Originally featured in the Kent regional magazine for the Federation of Small Businesses.
It has become almost a cliché in British politics to talk about the difficulties faced by small businesses in Britain. It has become de riguer to suggest that our ‘nation of shopkeepers’ need help and support.
Politicians will often identify needing greater lending or preventing predatory practices by large multi-nationals as potential boosts for small businesses. While these are important issues, the actual sources of Britain’s small businesses’ discontents are less commonly identified.
My small contribution to this endeavour is to raise the impact and cost of EU procurement laws. As Federation of Small Business members will know, historically, councils could go to local firms to fulfill important contracts. Local communities were well served by this arrangement. The council could support the businesses which serve the people that it represents, in a quick, cost-efficient and simple way.

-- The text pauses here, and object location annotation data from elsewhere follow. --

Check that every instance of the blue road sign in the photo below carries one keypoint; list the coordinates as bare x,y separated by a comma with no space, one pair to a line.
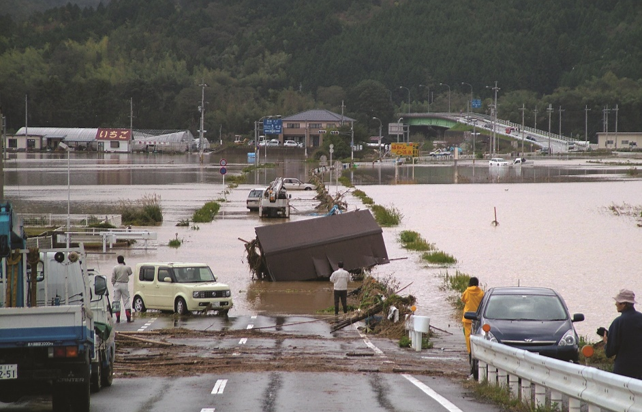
272,126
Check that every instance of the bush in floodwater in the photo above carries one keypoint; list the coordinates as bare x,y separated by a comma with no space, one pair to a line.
439,257
386,217
206,213
413,241
146,211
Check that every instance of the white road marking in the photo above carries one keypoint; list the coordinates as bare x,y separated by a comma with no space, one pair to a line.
430,392
369,344
145,326
219,387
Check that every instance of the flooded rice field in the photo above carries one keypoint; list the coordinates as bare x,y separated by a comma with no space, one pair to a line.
555,228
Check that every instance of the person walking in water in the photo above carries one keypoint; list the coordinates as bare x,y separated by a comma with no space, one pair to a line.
340,278
120,281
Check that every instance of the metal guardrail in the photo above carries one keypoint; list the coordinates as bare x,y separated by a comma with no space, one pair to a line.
519,370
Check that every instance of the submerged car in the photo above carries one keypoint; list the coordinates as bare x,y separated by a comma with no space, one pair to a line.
530,318
253,198
179,287
497,161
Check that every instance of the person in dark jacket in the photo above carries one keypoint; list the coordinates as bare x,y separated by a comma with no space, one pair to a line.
624,338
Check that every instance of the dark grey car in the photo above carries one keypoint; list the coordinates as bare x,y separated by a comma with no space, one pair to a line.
529,318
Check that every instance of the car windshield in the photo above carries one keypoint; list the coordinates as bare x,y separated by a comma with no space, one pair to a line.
194,274
525,307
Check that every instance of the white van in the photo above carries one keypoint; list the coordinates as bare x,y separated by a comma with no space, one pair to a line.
179,287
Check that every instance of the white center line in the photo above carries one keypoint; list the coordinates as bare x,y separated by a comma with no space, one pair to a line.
430,392
219,387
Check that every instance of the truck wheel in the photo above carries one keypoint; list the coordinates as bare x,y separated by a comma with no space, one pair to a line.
97,377
180,307
108,372
139,305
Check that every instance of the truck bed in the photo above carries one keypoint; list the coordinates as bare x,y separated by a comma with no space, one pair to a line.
42,326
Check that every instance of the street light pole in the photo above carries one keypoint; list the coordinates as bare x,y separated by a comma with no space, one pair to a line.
380,125
444,84
402,87
470,102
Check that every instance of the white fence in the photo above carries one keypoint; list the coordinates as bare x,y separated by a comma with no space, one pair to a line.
521,371
51,219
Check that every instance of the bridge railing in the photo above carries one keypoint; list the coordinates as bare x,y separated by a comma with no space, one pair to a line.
529,376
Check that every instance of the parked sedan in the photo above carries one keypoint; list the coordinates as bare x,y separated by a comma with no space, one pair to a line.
497,161
529,318
291,183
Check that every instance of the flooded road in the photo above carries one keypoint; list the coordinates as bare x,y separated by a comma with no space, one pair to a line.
555,228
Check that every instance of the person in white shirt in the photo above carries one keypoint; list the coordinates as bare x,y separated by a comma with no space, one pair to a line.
340,278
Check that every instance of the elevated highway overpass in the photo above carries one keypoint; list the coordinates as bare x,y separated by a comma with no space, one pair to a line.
540,138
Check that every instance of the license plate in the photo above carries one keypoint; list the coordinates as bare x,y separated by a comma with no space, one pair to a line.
8,372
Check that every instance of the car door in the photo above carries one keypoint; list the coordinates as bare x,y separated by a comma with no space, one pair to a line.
165,288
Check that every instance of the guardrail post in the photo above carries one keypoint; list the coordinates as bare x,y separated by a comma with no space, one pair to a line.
502,378
527,394
574,405
556,398
540,396
513,385
492,375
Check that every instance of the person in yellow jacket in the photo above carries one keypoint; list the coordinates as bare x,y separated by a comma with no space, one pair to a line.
471,297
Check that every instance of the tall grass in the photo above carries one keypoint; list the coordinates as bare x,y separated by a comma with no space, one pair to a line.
146,211
413,241
206,213
386,217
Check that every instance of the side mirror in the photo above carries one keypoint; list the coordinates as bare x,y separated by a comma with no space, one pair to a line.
100,286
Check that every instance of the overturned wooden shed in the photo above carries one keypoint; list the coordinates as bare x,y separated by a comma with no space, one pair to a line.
310,249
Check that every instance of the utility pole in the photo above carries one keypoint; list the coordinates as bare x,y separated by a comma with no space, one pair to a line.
616,110
523,109
549,110
201,131
586,110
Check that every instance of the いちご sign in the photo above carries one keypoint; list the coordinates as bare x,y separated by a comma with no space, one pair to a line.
114,134
404,149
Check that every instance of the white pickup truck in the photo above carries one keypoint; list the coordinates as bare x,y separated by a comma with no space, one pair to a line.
57,336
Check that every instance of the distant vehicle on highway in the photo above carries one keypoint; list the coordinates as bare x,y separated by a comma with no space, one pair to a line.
497,162
290,183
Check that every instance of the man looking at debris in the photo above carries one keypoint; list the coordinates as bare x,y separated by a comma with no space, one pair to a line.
340,278
625,337
471,297
120,282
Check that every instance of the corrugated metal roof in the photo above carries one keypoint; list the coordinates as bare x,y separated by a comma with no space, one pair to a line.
310,249
71,134
318,115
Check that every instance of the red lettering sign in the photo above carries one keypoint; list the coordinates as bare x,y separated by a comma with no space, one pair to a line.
114,134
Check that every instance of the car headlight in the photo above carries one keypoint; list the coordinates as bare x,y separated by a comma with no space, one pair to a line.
568,339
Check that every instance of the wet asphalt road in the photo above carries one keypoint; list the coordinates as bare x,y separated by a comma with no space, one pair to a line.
382,381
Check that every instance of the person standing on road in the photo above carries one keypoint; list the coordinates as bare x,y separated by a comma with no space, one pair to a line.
471,297
624,338
340,278
120,281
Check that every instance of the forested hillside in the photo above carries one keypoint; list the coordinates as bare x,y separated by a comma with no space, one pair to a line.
81,66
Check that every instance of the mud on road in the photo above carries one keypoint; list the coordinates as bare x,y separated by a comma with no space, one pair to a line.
183,352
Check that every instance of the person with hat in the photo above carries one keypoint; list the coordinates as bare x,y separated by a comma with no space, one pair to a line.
624,338
120,281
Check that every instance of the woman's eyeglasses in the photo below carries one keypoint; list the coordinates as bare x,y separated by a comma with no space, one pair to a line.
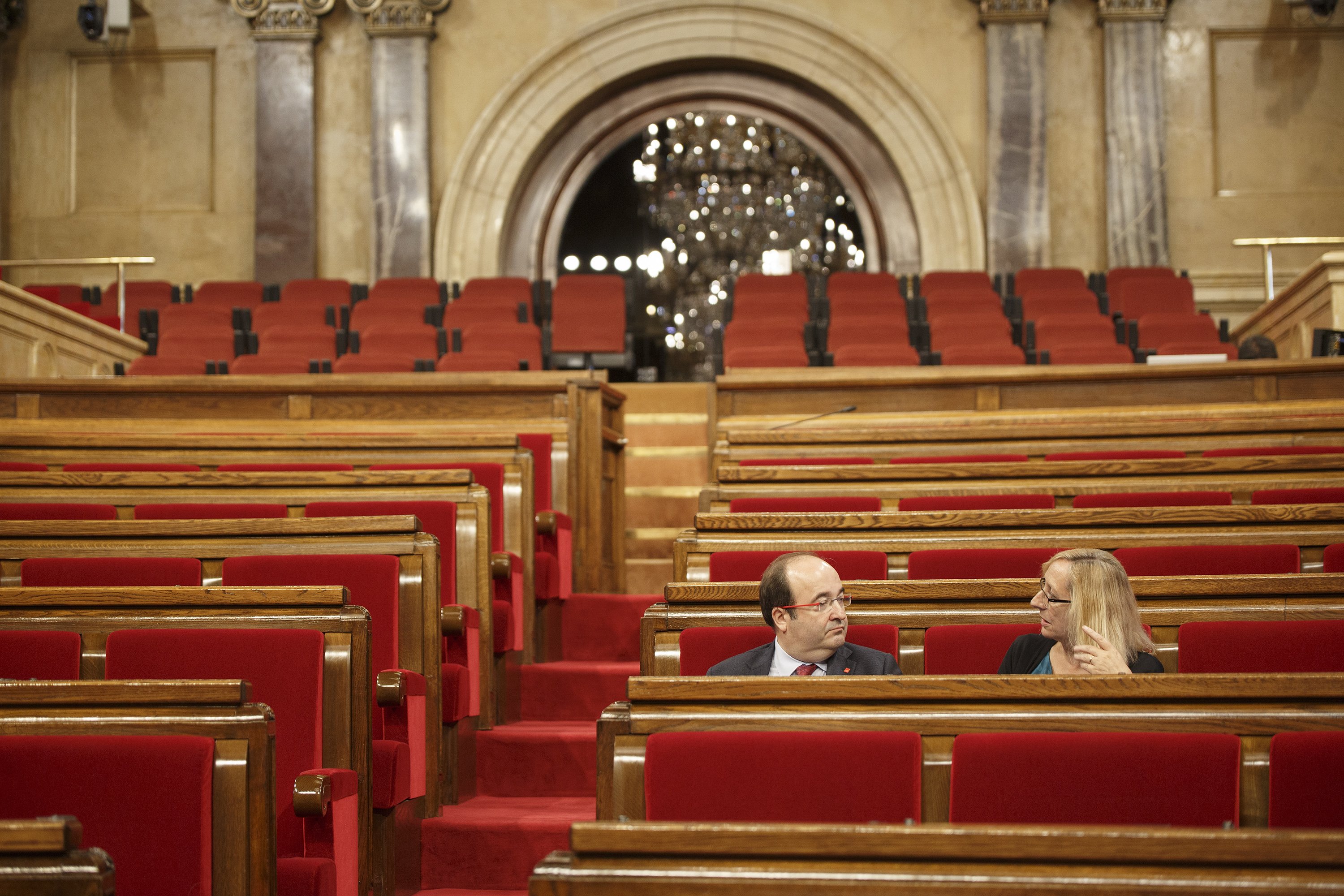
1050,599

Now, councils have to tender contracts across the entirety of the European Union, rather than a local basis. The European Union prohibits discrimination by “emanations of the state” on the grounds of nationality. Specifically, there is an obligation in European Union procurement regulations not to “treat a person who is not a national…more favourably than one who is.” As a result, local councils can no longer go and pay a local trusted family firm to complete a job, but rather have to complete a tender process which makes the work available to every European company which might express an interest.
Apart from being a colossal waste of time and money, there requirements punish local companies who could have historically relied upon the support of their local council. Nor is this playing field fair – other European states do not ‘gold plate’ regulations like these, or will often ignore them in favour of helping their local constituents.
It would – of course – be wrong for our councils to start breaking the law. It is, however, intolerable to have the European Union setting up barriers to the recovery and sustenance of small British businesses. Our ‘nation of shopkeepers’ would be bets served by independence from Brussels.